That the Louisiana senator is speaking out is a welcome development — but this sort of standoff was also entirely foreseeable.
Months after they met in a high-profile nomination battle, Senator Bill Cassidy (R., La.) is still dealing with the complications from Health and Human Services Secretary Robert F. Kennedy Jr.’s confirmation. As chairman of the Senate Committee on Health, Education, Labor and Pensions, Cassidy, a physician, cast the deciding vote in February to advance Kennedy’s nomination to the floor. Cassidy, however, is now worried that the advisory committee on vaccines that Kennedy recently purged and partially restaffed might not be prepared to issue recommendations.
The Advisory Committee on Immunization Practices (ACIP) is a panel within the Centers for Disease Control and Prevention vested with enormous influence over the vaccines that Americans receive, meeting regularly to vote on recommendations for routine immunizations. As the Washington Post explains, the committee’s recommendations inform a host of policies at both the federal and state levels. Health insurers are required by law to cover only ACIP-recommended vaccinations without patient cost-sharing. The committee also effectively decides which vaccines are included in federal programs that fund immunizations for tens of millions of children. State governments rely on the ACIP’s guidance to determine which vaccinations schools must require for enrollment and which vaccines pharmacists can legally administer.
Two weeks before ACIP was scheduled to meet this month, Secretary Kennedy fired all 17 members of the committee and announced eight handpicked replacements in what he called a “clean sweep.” The reconfigured ACIP, despite having nine empty seats, is supposed to meet tomorrow to update its recommendations.
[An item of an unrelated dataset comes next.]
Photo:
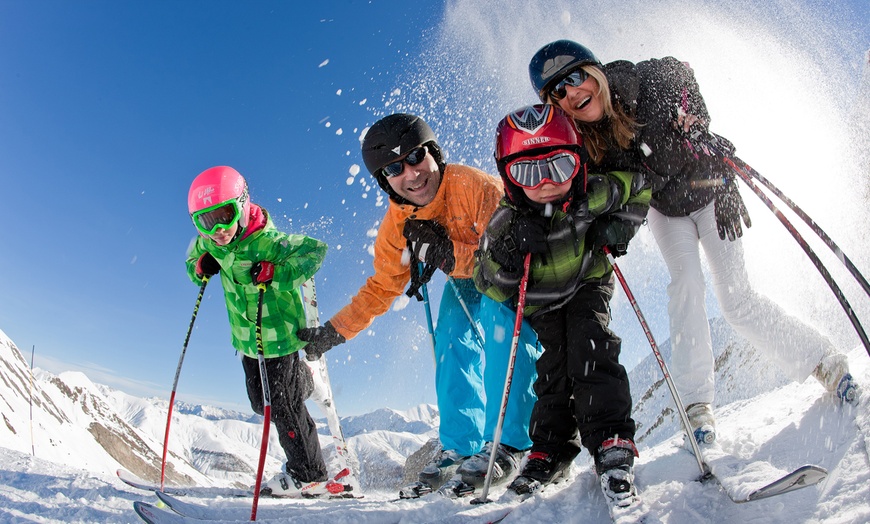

Yesterday on X, however, Senator Cassidy urged that the committee’s meeting be delayed.
Cassidy warns that, “although the appointees to ACIP have scientific credentials, many do not have significant experience studying microbiology, epidemiology or immunology.” Moreover, he fears that some of the committee’s new members “lack experience studying new technologies such as mRNA vaccines, and may even have a preconceived bias against them.” Given the “relatively small panel” — by which he means more than half vacant — its “meeting should be delayed until the panel is fully staffed with more robust and balanced representation — as required by law — including those with more direct relevant expertise.” Cassidy also noted that no CDC director has been confirmed to formally approve the committee’s recommendations. Not mentioned is that this vacancy effectively leaves Kennedy with the final say.
Previously, Cassidy had seemed more sanguine about the HHS secretary’s push to remake ACIP. To help justify the vote that advanced his nomination, the senator held up a promise that he secured from Kennedy that, “if confirmed, he will maintain the Centers for Disease Control and Prevention’s Advisory Committee on Immunization Practices without changes.” One might think that firing every member of the committee simultaneously would qualify as a “change.” But after Kennedy did just that, Cassidy told reporters that their agreement merely applied to the committee’s structure as opposed to its membership.
The problem with the new iteration of ACIP, of course, is that Kennedy has populated the committee with supposed medical experts who either know little about vaccines or think they know many things about vaccines that are wildly false. That Cassidy is speaking out is a welcome development, but this sort of standoff was also entirely foreseeable.
Robert F. Kennedy Jr., for all of his character flaws, is not coy. He has never been shy about telling people what he thinks about vaccines. In fact, he is probably the most prominent anti-vaccine advocate of the past half century, who has done more than anyone else to popularize the pernicious claim that childhood vaccinations cause autism. Bill Cassidy, in contrast, is an experienced doctor who knows why vaccines are indispensable tools of modern medicine, as he has seen the difference between vaccinated and unvaccinated patients up close. He must have at least suspected what Kennedy would do if put in charge of federal vaccination policy but was persuaded to go along with his confirmation based, in part, on an unenforceable pledge.